Fig. 3 ∣. LYTACs target soluble proteins to lysosomes for degradation.

a, Synthetic scheme for antibody-based LYTACs with a goat anti-mouse IgG. b, Native gel (with Coomassie staining) of polyclonal goat anti-mouse IgG conjugates. c–f, Uptake of mCherry antigen and its antibody by a LYTAC, into K562 cells (d), HEK-293 cells (e) or Jurkat cells (f) with 50 nM mCherry, and 25 nM mouse anti-mCherry or 25 nM mouse anti-mCherry with 25 nM goat anti-mouse or conjugates after 1 h at 37 °C. Mean fluorescence intensity (MFI) was measured by live-cell flow cytometry. g, Uptake of ApoE4-647 into K562 cells; experiments were performed analogously to d. Median fluorescence intensity (MFI) was measured by live-cell flow cytometry. h, Cells were incubated as in g for 8 h in the presence or absence of 0.1 mg ml⁻¹ leupeptin (LPT), then lysed. Lysates were separated by SDS–PAGE, and ApoE4-647 was detected via in-gel fluorescence. Results are representative of two (h) or three (b) independent experiments. Data are mean ± s.d. of three independent experiments (d–g). P values were determined by unpaired two-tailed t-tests.; fold changes are reported relative to incubation with protein targets alone.

Fig. 4 ∣. LYTACs accelerate degradation of membrane proteins.

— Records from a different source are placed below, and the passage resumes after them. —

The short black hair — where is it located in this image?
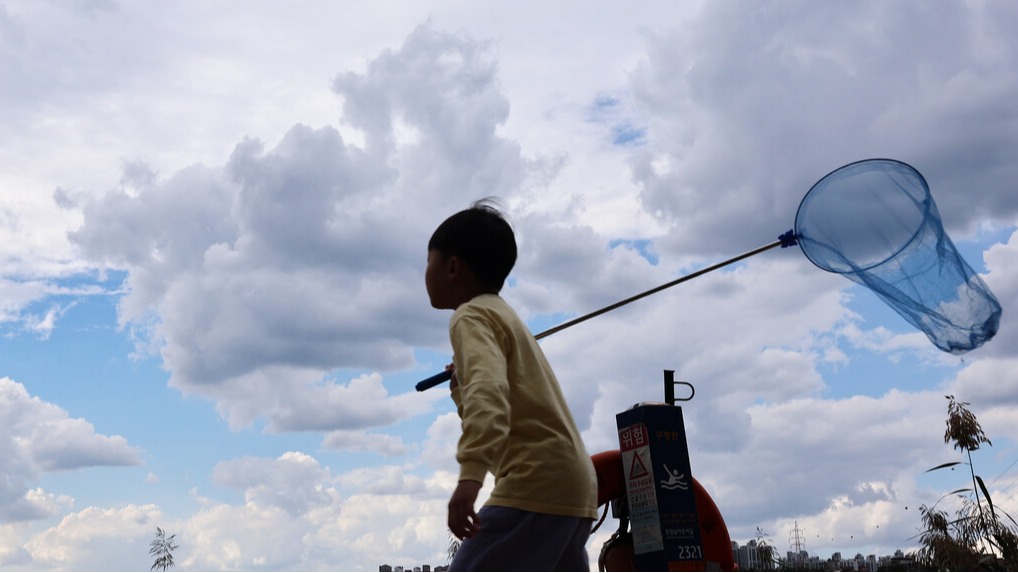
[428,198,516,292]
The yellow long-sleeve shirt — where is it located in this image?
[449,294,598,519]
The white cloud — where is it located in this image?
[0,378,140,522]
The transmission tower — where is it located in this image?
[788,521,806,555]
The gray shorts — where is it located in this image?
[449,506,593,571]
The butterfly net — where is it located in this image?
[795,159,1001,354]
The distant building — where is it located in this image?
[735,539,764,571]
[379,563,431,573]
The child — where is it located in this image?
[425,202,597,571]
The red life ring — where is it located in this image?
[590,450,738,571]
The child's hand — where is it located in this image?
[448,479,480,539]
[446,364,459,390]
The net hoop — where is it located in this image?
[794,158,939,274]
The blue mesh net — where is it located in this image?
[795,159,1001,354]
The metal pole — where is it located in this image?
[416,239,787,392]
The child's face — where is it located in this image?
[425,249,456,308]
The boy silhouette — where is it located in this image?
[425,202,598,571]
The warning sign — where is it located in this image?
[616,404,704,571]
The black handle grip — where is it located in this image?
[414,370,452,392]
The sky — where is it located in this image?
[0,0,1018,571]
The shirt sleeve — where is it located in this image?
[450,313,510,481]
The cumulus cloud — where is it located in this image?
[70,25,541,429]
[0,378,140,522]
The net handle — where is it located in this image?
[415,231,796,392]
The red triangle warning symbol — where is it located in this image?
[629,452,649,479]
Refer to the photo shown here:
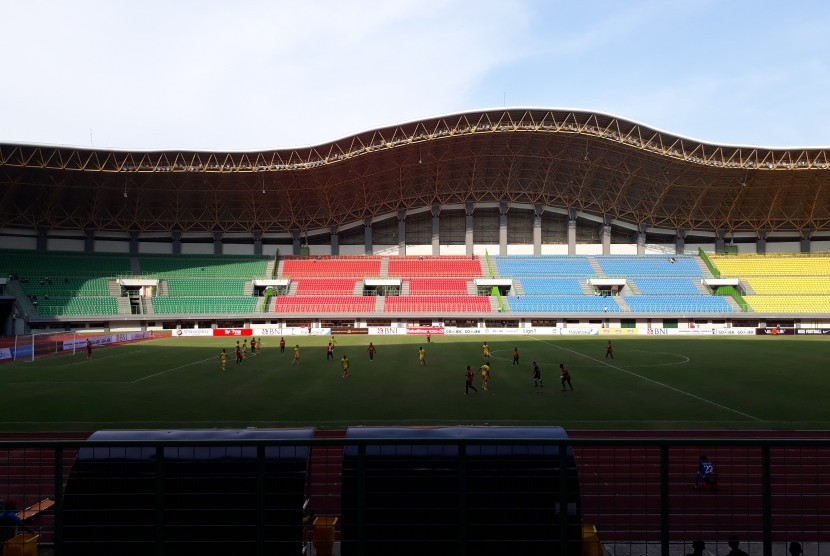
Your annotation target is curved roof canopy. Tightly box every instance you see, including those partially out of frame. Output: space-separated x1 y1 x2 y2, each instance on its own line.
0 109 830 233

a, Schematic of EGFR degradation using LYTACs. b, EGFR levels after treatment with 10 nM Ab-2 for 24 h in dCas9-KRAB HeLa cells expressing a control sgRNA or sgRNA targeting IGF2R. c, EGFR levels after treatment with 10 nM Ab-2 for 48 h in dCas9-KRAB HeLa cells expressing a control sgRNA in the presence of 5 mM mannose-6-phosphate (M6P) or 200 μM chloroquine. d, EGFR levels after treatment with Fab-1 in dCas9-KRAB HeLa cells expressing a control sgRNA or sgRNA targeting IGF2R. e, Fold change in the abundance of 3,877 HeLa proteins detected by quantitative proteomics analysis after 24-h treatment with either 10 nM Ab-2 (left) or ctx (right) relative to untreated cells, data are the mean of three biological replicates. f, Cellular localization of EGFR after treatment with ctx or Ab-2 for 48 h. Scale bar, 20 μm. g, Levels of pEGFR in dCas9-KRAB HeLa cells expressing a control sgRNA after 24-h incubation with 10 nM ctx or Ab-2, then incubation with EGF for 10 min or 60 min. h, Levels of EGFR after treatment with 10 nM Ab-2 in Hep3B cells for 48 h. i, Levels of pEGFR, pAkt and pERK1/2 in Hep3B cells after 48 h incubation with 10 nM ctx or Ab-2, then incubation with EGF for 30 min. j, Degradation of CD71 mediated by a primary antibody and Ab-1. k, CD71 levels after treatment with 50 nM anti-CD71 or anti-CD71 and Ab-1 in Jurkat cells after 24 h. l, Uptake of transferrin-647 in Jurkat cells treated with anti-CD71 or anti-CD71 and Ab-1 for 24 h. m, PD-L1 levels in HDLM-2 cells after treatment with 25 nM atezolizumab (atz) or atz-LYTAC for 48 h. n, Levels of PD-L1 degradation with 25 nM atz-LYTAC after 48 h in HDLM-2 cells in the presence of 5 mM M6P. o, Serum levels of ctx or ctx-LYTAC in BALB/c mice injected intraperitoneally at 5 mg kg⁻¹. p, Quantification of serum ctx-M6Pn relative to ctx after intraperitoneal injection. Data are representative of two (c, d, f, g, l, n) or three (b, h, i, k, o) independent experiments or mice (o). Data are mean ± s.d. (m) or mean ± s.e.m. (p) of three independent experiments (m, one of which is shown in n) or mice (p). P values were determined by unpaired two-tailed t-tests. Relative values were calculated via densitometry and normalized to loading control (b–d, h, k, m, n) or relative to ctx levels (p).